The First 90 Days: Proven Strategies for Getting Up to Speed Faster and Smarter
The First 90 Days is a classic to me at this point. It’s rigorous, deep, and planned approach to transitions and getting up to speed is applicable in any new role or assignment you may get. It’s not just for Leadership, as is often thought, but rather for anyone that takes on new projects or roles regularly. It’s for those who want a systematic and proven approach to analyzing an organization, identifying key relationships to develop, what position the organization is in and how to identify early wins as well as long term strategic focus areas to both deliver quick, position results to an organization but also secure your position as essential to success. The central notion is that the “value extracting” period of a new position should be 90 days or less, with the following 90 days of “value adding” to be large in scale to achieve “break even” for the organization within 180 days. That’s 1/4 the average time for “ramping up” in an organization of 2 years. Talk about a serious way to achieve professional and organizational success if all personnel (leadership, managers, individual contributors) planned for and executed rapid transition and integration plans like Watkins showcases here. If it isn’t clear enough yet, The First 90 Days is for any reader excited, interested, and committed to quick development and transitions for adding immense value to their organization and themselves as well.
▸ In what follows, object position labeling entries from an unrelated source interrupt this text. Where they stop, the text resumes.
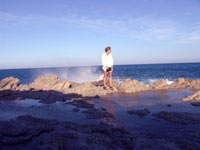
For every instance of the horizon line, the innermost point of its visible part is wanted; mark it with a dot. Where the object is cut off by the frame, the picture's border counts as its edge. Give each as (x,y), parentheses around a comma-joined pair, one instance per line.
(97,65)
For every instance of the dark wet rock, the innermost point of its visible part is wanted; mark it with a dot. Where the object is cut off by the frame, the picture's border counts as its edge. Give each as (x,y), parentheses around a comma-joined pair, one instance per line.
(76,109)
(197,104)
(147,143)
(92,89)
(194,97)
(96,114)
(169,105)
(131,86)
(81,104)
(10,83)
(140,113)
(30,133)
(178,117)
(160,84)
90 Days to Success in Consulting
This book, along with Consultants Bible, is one of my go to sources of detailed information about starting and running a consulting practice. Additionally, it contains many lessons learned and industry statistics to bring some realism and focus into your planning and operations. This book is a great “Nuts and Bolts” book for aspiring and current consultants, entrepreneurs, and change agents as well as many of the lessons are directly applicable to that more “internal consultant” type of work.
The Consulting Bible: Everything You Need to Know to Create and Expand a Seven-Figure Consulting Practice
Alan Weiss is an extensively published author and consultant and has made it to the “Celebrity” status level of the consulting world. This book is choc full for detail, models, and processes on how to approach starting and improving your consulting practice. This book isn’t the End All - Be All book but I think it should be on any Change Agent, Continuous Improvement, and Project Managers reading list to get a broad view of what it means to be a Thought Leader and sought after for your skills, insights, and relationship development abilities.